To keep the Shih Tzu mantle beautiful is challenging. As a matter of fact, many a Shih Tzu enthusiast gives up and presents a pro groove to the long castles brief clipping. When you want to cut the fur briefly and keep it that way, schedule a care appointment every six to eight week.
When you take care of it yourself, make the adventure as enjoyable as possible for yourself and your Shih Tzu, beginning in the puppy days. The majority of Shih Tzu Groomer practitioners train the dogs to lay on their sides while brushing the fur in stages; it is simpler to do so and more comfy.
The Shih Tzu fur changes from a lint of a pup to a silken grown-up fur at the tender ages of 10 to 12-month. You will probably think during this phase that the fur matting is quicker than you can use it. As soon as the mature fur is completely incorporated, it becomes simpler to clean. Shih Tzu should be pruned once a month, and its ear should be inspected once a week to see if there is any sign of contamination, erythema or unpleasant smell.

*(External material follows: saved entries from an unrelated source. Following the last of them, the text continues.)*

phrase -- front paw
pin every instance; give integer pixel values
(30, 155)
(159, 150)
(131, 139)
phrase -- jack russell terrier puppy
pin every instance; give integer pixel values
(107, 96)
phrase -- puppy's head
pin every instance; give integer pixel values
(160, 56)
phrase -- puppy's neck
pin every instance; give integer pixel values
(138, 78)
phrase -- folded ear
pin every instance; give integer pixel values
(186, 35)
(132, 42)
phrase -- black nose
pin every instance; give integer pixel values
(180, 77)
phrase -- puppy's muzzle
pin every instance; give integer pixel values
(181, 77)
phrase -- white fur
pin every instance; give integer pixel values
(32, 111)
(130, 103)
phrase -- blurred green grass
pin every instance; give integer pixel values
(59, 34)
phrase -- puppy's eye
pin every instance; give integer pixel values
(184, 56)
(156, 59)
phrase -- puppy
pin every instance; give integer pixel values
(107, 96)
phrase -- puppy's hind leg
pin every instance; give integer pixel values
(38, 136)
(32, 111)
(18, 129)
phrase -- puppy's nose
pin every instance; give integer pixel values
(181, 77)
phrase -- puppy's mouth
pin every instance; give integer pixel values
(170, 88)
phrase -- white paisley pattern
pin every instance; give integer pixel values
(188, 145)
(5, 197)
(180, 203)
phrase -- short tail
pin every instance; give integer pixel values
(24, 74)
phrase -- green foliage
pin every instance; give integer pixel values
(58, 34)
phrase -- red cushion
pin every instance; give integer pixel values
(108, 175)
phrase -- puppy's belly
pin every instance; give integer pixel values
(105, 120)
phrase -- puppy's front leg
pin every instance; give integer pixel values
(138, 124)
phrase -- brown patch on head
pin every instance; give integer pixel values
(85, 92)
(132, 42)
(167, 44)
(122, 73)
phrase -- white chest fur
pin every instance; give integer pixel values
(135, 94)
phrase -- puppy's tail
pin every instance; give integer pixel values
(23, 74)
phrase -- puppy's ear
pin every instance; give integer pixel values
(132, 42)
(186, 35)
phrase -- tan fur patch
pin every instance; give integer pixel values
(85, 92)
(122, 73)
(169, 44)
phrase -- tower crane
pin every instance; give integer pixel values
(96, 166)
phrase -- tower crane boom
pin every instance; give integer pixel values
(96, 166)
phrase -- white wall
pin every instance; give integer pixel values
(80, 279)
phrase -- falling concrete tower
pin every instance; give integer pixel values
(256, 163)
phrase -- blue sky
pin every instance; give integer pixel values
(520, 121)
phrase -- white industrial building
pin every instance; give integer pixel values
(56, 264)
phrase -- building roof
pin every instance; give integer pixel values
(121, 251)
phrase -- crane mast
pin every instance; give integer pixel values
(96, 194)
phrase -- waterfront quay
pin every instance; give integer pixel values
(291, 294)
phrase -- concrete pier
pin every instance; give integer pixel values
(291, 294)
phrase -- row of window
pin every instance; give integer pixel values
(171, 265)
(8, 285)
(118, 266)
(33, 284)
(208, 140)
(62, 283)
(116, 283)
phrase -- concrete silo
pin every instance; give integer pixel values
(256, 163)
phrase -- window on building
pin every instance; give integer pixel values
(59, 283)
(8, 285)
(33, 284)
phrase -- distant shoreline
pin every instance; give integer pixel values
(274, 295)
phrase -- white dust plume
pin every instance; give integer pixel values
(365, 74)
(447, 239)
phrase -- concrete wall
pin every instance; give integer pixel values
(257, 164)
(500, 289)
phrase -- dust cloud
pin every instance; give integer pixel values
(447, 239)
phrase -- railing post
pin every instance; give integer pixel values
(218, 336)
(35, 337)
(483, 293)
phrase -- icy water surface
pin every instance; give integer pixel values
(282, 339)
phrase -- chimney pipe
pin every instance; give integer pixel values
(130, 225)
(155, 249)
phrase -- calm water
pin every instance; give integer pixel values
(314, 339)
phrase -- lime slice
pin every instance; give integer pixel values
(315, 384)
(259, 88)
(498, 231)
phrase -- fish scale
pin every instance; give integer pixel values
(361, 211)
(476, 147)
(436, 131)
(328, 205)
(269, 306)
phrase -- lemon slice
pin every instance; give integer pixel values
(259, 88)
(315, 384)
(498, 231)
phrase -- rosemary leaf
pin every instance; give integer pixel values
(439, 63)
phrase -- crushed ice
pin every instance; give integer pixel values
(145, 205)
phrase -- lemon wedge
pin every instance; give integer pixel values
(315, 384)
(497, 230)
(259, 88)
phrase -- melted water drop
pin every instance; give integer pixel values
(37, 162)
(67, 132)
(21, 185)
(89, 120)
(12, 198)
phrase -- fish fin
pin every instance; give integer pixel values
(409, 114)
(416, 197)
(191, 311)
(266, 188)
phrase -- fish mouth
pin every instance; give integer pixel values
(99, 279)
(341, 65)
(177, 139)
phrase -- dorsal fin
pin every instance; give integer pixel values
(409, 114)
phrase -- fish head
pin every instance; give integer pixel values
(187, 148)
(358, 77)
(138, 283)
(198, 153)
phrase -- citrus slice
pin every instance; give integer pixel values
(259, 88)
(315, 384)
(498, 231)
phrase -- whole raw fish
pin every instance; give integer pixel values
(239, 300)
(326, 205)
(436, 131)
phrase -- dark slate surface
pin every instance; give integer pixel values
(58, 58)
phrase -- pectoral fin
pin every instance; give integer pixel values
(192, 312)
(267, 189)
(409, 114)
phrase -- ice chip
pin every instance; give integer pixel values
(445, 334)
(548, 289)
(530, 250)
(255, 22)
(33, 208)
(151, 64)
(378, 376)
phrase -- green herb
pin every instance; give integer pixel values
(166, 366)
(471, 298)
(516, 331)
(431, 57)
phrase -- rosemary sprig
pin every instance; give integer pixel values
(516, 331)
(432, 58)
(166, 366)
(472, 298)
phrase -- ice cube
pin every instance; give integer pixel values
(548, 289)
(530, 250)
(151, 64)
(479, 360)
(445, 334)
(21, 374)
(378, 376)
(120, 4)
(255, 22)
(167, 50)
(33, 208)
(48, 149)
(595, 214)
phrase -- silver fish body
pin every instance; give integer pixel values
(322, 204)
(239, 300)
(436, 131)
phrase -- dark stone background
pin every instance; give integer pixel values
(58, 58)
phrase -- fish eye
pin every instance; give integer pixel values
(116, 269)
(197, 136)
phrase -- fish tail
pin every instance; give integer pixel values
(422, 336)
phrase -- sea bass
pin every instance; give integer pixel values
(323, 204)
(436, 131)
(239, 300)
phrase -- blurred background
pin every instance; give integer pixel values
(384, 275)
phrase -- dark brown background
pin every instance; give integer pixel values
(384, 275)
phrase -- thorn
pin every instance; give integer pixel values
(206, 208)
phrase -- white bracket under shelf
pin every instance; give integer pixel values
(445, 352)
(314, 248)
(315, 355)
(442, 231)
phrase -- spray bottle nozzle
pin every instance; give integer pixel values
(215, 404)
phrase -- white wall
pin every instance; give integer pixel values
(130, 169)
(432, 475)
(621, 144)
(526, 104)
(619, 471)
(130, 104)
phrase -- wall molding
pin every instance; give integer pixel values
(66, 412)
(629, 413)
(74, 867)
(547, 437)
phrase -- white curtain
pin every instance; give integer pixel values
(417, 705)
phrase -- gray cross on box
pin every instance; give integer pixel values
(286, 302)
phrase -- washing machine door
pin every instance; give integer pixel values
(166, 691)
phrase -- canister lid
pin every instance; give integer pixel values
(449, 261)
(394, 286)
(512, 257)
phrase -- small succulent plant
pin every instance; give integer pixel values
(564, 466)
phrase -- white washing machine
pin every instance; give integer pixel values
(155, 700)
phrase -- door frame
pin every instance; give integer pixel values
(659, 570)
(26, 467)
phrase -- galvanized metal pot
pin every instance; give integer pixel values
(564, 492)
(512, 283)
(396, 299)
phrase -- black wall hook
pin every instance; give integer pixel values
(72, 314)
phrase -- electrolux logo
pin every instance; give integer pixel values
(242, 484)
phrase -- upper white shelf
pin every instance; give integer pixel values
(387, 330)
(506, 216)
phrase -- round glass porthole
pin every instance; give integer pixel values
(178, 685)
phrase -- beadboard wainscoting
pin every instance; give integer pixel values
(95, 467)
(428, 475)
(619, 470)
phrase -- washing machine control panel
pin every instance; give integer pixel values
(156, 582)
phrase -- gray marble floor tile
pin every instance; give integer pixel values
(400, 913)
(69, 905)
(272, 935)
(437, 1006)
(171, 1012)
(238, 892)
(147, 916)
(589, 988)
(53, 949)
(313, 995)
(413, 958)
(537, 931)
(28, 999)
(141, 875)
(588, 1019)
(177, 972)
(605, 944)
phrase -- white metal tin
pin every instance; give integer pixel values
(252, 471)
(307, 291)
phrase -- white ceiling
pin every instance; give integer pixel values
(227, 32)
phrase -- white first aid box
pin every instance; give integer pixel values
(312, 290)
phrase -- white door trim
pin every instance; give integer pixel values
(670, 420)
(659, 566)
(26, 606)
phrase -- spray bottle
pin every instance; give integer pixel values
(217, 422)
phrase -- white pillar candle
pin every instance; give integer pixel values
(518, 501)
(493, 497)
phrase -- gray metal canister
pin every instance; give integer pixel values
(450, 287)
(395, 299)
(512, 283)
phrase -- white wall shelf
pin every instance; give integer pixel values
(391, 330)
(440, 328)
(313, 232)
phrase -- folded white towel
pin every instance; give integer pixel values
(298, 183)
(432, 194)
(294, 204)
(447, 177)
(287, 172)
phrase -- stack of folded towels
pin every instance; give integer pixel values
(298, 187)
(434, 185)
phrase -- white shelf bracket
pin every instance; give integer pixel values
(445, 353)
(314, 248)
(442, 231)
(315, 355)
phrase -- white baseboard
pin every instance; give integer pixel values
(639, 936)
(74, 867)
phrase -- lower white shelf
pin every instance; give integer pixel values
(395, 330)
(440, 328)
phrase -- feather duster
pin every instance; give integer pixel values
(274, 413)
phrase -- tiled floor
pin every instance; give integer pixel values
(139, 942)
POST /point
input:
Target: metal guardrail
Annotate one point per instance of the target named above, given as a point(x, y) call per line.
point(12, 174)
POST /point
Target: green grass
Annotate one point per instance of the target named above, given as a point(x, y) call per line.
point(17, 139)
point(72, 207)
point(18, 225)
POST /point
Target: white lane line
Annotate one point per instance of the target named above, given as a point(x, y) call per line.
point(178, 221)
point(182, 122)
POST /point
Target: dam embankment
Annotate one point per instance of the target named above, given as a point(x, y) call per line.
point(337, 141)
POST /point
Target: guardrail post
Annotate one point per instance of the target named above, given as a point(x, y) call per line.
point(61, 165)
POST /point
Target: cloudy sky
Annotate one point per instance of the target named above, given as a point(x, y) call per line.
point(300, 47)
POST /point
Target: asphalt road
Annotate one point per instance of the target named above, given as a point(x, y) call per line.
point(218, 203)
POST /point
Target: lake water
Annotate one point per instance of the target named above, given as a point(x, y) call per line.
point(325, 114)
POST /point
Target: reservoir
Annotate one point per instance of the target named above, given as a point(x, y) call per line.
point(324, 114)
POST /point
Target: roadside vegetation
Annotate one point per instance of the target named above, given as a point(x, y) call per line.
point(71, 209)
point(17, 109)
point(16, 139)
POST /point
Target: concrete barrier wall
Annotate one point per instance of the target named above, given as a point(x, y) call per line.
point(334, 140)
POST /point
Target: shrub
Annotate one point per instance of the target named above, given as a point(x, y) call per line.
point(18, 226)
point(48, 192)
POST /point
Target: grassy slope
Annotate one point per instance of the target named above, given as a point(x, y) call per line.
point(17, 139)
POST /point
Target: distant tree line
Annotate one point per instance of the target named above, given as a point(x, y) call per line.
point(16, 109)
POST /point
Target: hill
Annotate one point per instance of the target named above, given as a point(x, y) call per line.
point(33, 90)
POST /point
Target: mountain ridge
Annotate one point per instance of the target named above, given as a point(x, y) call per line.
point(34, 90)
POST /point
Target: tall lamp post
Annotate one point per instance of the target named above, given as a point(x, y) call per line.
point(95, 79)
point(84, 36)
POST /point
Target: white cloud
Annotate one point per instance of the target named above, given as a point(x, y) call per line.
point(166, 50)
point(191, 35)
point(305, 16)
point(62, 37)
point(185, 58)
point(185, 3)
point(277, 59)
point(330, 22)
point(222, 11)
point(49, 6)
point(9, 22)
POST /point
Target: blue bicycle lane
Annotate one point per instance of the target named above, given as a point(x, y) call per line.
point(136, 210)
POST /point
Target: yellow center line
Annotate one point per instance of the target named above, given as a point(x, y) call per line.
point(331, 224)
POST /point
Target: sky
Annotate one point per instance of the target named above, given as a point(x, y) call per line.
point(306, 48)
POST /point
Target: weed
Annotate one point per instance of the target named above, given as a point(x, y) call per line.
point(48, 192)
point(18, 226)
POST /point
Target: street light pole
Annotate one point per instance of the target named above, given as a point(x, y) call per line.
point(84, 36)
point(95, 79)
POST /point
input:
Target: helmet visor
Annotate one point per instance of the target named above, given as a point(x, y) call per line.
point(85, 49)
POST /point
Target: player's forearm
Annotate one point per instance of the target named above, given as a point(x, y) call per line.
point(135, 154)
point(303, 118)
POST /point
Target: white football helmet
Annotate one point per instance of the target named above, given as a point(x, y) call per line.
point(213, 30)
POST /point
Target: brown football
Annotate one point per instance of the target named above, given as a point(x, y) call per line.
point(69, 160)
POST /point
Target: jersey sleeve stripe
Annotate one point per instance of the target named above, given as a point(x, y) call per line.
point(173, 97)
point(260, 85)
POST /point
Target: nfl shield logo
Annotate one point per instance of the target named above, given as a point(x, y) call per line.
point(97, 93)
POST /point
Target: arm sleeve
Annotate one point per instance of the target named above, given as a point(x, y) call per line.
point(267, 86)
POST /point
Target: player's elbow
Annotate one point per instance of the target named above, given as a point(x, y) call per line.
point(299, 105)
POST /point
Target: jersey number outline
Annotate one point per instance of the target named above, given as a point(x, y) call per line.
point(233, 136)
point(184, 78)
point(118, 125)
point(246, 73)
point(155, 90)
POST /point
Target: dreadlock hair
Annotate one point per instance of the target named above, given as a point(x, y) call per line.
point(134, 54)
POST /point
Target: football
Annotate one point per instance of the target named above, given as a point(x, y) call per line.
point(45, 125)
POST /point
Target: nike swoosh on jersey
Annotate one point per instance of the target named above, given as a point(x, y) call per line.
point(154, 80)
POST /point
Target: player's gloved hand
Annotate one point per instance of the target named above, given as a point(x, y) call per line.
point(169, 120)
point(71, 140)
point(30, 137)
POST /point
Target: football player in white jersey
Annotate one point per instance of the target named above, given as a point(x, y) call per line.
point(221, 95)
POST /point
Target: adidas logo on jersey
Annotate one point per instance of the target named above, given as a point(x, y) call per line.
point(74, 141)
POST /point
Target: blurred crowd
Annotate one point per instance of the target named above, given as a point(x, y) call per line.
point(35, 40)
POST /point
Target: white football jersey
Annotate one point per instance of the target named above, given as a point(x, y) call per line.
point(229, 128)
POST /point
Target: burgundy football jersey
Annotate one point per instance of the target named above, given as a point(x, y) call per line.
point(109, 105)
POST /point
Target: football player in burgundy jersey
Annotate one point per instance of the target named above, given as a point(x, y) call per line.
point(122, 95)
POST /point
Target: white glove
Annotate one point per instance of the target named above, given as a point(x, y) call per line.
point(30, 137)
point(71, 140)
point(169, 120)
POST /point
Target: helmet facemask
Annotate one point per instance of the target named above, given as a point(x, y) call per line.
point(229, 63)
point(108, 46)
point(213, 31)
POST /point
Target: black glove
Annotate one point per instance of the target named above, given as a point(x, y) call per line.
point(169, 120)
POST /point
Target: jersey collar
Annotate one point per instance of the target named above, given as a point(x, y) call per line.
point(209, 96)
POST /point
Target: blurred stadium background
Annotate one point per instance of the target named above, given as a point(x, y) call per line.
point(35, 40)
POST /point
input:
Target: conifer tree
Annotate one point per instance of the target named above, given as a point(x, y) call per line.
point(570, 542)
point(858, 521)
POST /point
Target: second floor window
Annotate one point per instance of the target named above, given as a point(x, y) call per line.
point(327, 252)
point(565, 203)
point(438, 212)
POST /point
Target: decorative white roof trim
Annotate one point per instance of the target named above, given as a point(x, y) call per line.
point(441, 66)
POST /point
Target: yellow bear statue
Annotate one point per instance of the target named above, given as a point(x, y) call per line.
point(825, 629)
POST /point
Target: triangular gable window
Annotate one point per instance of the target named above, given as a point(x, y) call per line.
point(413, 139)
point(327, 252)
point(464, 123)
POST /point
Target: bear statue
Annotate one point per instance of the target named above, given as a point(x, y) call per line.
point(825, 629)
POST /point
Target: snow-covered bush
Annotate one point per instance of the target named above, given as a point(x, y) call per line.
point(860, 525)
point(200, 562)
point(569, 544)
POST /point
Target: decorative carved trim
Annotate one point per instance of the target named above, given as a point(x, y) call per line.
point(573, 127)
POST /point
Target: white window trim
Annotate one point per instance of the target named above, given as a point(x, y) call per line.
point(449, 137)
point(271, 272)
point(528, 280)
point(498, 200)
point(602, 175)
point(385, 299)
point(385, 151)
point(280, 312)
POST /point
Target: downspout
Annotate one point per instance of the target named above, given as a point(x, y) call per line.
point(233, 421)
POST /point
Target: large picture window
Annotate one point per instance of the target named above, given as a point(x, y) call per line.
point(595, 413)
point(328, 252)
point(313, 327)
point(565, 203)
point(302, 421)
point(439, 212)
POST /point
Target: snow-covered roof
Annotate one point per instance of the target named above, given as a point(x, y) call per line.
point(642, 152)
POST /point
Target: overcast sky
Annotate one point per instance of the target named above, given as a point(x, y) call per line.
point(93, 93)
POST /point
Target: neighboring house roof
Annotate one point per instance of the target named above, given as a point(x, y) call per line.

Hairs grow in the auditory meatus of the Shih Tzu, and this sometimes has to be pulled when the hound gets many auricles. Shih Tuz's face, like that of a small child, also needs everyday alertness. The Shih Tzu is no exception: it is important to take good care of your smile.
Shih Tzu is a beautiful animal for families. It gets along with other pets or pets, and its submissive character makes it a good partner for the young. However, they should be sitting on the ground to toy with a Shih Tzu pup so there is no danger of wearing and forfeiting it.
Kids should also be taught to keep their hands away from the distinctive Shih Tzu eye, which can get hurt quite a bit.